Dr Margaret Harris, a spokesperson for WHO commenting on the misreporting of Dr Navarro’s comments, said, “A lot of countries have had to go into lockdown. Right from the start we have said that what we’d really like to see is strong tracking, tracing, community hand-washing and mask wearing so that you don’t have to go into lockdown.”

However, many continue to reject the implementation of the public health measures proposed by the WHO and most experts. Given the economic and psychological stress associated with attempts to contain the pandemic, proponents of the ‘let it rip’ approach aimed at producing “herd Immunity” to contain the spread of virus have been vocal of late.

They argue that the most compassionate approach that balances the risks and benefits of reaching herd immunity is to allow those who are at minimal risk of death to live their lives normally and build up immunity through natural infection, while better protecting those who are at highest risk. Available evidence makes such an approach unacceptable.

At his latest media briefing, WHO director-general Dr Tedros Ghebreyesus addressed what he called “some discussion about the concept of reaching so-called herd immunity by letting the virus spread”.

“Never in the history of public health has herd immunity been used as a strategy for responding to an outbreak, let alone a pandemic. It is scientifically and ethically problematic. Letting Covid-19 circulate unchecked therefore means allowing unnecessary infections, suffering and death,” he said.

In truth we still do not know whether infection results in immunity from the corona virus. We have a number of examples of individuals experiencing a second Covid-19 infection months after the first.

The isolation needed to protect the most vulnerable (people over 65), especially those with existing health problems, in this paradigm is regarded by most experts as unachievable. To seek herd immunity is to experience swamped hospital facilities, many infected health professionals and a lot of people who have been infected and been left with serious, even life-long, health problems. In the most heavily infected communities such as Brazil, South Africa and the US, no sign of herd immunity has emerged.

Dr Trump however thinks the ‘herd immunity’ approach is the way to go and he has been advocating this approach at his rallies. His total failure to help Americans tame their terrible epidemic may be his undoing on November 3. Certainly despite (or perhaps as a result of) his recent brush with Covid-19 he continues to show no regard for the health of those he crowds into his rallies without requiring supporters to social distance or wear masks.
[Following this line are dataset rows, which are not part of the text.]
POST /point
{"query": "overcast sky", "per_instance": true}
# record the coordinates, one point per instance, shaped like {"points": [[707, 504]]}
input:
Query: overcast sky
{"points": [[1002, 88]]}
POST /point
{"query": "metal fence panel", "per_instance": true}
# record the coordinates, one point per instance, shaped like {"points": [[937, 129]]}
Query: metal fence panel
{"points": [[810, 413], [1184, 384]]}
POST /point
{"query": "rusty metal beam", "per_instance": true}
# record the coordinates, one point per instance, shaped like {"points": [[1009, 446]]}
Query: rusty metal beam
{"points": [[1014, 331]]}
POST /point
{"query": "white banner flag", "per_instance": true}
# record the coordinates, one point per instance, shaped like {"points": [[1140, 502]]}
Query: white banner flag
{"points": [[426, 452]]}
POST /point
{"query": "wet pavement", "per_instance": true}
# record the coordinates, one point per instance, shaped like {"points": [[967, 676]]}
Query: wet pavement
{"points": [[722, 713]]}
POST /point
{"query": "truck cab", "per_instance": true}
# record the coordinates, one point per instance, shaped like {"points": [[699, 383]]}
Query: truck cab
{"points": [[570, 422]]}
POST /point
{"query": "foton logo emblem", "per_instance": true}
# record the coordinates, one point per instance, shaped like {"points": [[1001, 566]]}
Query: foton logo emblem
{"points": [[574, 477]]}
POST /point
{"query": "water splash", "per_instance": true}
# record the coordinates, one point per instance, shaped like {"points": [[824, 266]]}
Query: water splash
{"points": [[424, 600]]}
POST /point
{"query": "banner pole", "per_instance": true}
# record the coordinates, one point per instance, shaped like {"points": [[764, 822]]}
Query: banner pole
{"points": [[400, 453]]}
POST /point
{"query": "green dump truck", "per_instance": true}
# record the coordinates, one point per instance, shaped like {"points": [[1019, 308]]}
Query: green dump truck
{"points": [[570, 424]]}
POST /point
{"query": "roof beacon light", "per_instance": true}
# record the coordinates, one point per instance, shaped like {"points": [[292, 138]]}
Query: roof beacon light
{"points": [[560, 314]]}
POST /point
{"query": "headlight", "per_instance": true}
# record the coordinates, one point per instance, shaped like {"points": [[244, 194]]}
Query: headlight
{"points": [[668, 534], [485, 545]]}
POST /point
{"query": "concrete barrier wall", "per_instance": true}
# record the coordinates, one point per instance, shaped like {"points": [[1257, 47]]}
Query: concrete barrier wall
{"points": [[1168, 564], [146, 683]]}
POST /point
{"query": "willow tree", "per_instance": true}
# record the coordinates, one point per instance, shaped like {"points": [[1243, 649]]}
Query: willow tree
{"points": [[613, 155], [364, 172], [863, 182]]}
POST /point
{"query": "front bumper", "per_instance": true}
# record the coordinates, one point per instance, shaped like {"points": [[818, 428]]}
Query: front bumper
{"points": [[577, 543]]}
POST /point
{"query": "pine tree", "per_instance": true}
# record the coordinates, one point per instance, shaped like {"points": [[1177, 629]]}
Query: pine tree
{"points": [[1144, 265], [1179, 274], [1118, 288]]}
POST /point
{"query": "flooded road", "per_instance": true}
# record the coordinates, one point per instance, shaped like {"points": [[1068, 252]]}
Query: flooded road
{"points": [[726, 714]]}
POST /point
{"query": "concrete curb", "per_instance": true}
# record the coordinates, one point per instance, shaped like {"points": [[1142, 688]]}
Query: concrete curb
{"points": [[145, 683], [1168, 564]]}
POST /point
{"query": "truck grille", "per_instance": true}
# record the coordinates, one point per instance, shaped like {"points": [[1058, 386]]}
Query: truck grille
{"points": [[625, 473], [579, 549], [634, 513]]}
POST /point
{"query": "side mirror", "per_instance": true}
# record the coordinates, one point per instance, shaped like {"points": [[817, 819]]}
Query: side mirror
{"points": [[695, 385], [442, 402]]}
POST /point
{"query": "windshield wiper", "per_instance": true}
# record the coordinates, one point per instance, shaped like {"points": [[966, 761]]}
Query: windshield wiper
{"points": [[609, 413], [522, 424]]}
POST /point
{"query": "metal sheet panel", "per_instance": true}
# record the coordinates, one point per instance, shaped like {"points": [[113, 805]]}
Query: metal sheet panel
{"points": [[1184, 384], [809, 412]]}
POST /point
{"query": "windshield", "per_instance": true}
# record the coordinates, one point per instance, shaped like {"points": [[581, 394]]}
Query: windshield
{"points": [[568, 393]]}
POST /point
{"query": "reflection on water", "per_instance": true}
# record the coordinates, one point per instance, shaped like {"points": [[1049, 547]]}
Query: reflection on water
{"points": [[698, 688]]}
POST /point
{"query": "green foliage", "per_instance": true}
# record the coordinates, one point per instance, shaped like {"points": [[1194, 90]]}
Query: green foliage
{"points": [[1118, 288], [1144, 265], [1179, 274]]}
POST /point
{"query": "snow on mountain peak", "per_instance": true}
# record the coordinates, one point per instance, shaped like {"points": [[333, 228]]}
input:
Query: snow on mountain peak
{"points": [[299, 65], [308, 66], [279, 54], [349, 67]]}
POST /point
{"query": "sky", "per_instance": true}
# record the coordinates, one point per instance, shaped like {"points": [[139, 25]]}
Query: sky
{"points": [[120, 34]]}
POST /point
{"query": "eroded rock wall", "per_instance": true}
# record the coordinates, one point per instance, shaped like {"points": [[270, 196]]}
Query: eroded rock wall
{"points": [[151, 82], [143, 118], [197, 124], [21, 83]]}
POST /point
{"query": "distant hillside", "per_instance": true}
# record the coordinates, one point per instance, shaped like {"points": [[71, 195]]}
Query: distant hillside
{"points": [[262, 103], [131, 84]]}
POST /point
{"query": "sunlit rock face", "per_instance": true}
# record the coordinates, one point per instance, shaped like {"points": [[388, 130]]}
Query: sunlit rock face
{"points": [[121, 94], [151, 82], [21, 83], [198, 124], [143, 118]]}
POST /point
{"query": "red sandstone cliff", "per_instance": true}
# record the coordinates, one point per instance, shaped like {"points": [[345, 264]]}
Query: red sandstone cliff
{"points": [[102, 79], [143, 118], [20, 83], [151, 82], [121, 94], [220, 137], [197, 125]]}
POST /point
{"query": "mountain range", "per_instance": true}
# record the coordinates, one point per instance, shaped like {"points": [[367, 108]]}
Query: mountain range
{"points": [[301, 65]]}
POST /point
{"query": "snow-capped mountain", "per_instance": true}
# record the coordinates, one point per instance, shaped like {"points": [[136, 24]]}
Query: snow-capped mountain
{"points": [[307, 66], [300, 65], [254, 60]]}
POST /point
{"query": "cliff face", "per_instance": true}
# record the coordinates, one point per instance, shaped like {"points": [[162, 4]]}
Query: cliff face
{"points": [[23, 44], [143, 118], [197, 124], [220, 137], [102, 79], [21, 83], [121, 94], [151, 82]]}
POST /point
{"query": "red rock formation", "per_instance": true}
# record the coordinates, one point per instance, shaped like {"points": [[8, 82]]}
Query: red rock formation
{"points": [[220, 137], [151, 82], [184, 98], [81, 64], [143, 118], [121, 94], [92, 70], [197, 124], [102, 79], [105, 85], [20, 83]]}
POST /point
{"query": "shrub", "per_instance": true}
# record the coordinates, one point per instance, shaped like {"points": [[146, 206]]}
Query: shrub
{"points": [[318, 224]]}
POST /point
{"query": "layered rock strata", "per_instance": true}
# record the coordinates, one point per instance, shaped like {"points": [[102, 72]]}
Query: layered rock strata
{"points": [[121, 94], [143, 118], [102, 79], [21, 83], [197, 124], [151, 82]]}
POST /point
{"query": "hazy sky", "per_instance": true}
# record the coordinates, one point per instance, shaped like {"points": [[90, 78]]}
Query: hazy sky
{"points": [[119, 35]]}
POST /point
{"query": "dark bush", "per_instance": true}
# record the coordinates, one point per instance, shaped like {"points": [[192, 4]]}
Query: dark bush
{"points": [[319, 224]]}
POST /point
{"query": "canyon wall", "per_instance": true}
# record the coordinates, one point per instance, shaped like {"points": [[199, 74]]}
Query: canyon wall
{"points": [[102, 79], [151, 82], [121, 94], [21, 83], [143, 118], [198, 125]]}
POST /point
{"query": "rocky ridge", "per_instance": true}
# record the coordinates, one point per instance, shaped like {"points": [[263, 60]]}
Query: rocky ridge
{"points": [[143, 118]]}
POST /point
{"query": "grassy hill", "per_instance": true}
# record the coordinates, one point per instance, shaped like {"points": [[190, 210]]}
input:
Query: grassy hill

Last week, Fox News anchor Laura Ingraham, in defending Donald Trump’s disparaging of the wearing of face masks, suggested that it was “personal freedoms” that were being undermined by efforts to enforce mask wearing and social distancing and that this was unacceptable in a democracy. This attitude is surely indefensible but on display in many demonstrations opposing Covid restrictions around the world including Australia.

The premiers of NSW and Victoria have, of late, been angered by flagrant examples of public flouting of public health guidelines necessary to minimise the spread of the virus. Seldom does the anti-social behaviour of just a few people have the potential for causing enormous harm to thousands in their community as was clearly demonstrated in the breakdown of quarantine security in Melbourne.

Here is the big so important question. As we prepare to ease some restrictions will we, in contradistinction to many communities in other countries, embrace the long-term behaviours that must be normalised to allow us to live as safely and productively as is possible in a Covid-infected world? We need to look closely at the efforts of those in many countries for their track record is dismal.

Most countries have not maintained the required discipline and are paying a heavy price in the form of a second wave of infections often worse than the one initially experienced. We must be different. No country is better placed to keep Covid-19 manageable. Only an understanding and implementation of strategies required to protect each other and a palpable display of solidarity will see us succeed where others have failed.